NDCG measures how well search results perform against labeled relevant documents, discounting by rank position. But “normalized to what” has four distinct answers — each answering a different question.
The four variants
NDCG-local
Normalizes against ideal DCG from only the top N retrieved results, sorted optimally. Focuses purely on ranking quality — “given what we returned, did we order it well?”
NDCG-recall
Extends the ideal window to a larger recall set (top K documents) before computing ideal ordering. Middle ground between local and global.
NDCG-global
“Our ideal is computed from the labels for a query — whether or not they were retrieved.” Blends recall and ranking into one metric. May mask whether improvements come from better ranking or broader recall.
NDCG-max
Assumes maximum possible labels in all positions.

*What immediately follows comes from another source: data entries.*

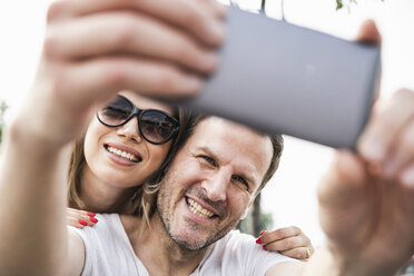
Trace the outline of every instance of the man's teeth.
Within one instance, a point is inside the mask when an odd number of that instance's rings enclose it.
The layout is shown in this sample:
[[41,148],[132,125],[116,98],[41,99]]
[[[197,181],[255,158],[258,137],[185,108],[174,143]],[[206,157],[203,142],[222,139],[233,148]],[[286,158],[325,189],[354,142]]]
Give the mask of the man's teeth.
[[131,155],[127,151],[124,151],[124,150],[120,150],[120,149],[117,149],[117,148],[112,148],[112,147],[108,147],[108,151],[114,154],[114,155],[117,155],[124,159],[127,159],[129,161],[138,161],[138,158],[135,156],[135,155]]
[[199,217],[210,218],[214,216],[214,213],[203,208],[199,204],[194,201],[191,198],[187,198],[187,205],[189,209]]

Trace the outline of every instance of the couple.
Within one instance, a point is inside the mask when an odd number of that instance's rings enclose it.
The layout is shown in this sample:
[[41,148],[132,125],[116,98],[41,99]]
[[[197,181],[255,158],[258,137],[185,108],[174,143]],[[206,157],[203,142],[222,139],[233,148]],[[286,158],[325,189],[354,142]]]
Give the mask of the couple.
[[[159,171],[159,209],[148,216],[150,228],[140,229],[145,220],[136,216],[109,215],[99,216],[93,228],[67,230],[68,144],[82,136],[96,111],[119,90],[158,97],[197,91],[217,66],[224,16],[223,7],[208,0],[69,0],[51,6],[34,85],[4,140],[1,275],[103,274],[99,269],[111,269],[107,260],[120,267],[120,275],[131,265],[151,275],[197,275],[198,269],[230,269],[234,275],[237,268],[266,275],[391,275],[410,258],[412,91],[401,91],[375,109],[356,154],[338,151],[319,186],[326,246],[306,264],[276,253],[256,254],[258,246],[249,238],[227,234],[267,180],[277,151],[269,136],[217,118],[196,124],[171,164]],[[377,34],[373,26],[362,33],[374,40]],[[137,128],[137,118],[128,124]],[[146,158],[102,146],[119,162]],[[109,181],[116,174],[108,172]],[[119,260],[105,259],[111,253]],[[132,260],[121,263],[127,257]]]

Measures the entire system’s ability to provide relevant content overall.
Practical implications
| Variant | Answers | Risk |
|---|---|---|
| Local | ”Did we rank well?” | Ignores what wasn’t retrieved |
| Recall | Hybrid ranking + coverage | Middle ground, less clear |
| Global | ”Overall performance?” | Conflates ranking and recall improvements |
| Max | ”How good is our catalog coverage?” | Very sensitive to label quality |
Choosing the wrong variant can mislead optimization efforts if misaligned with actual business goals.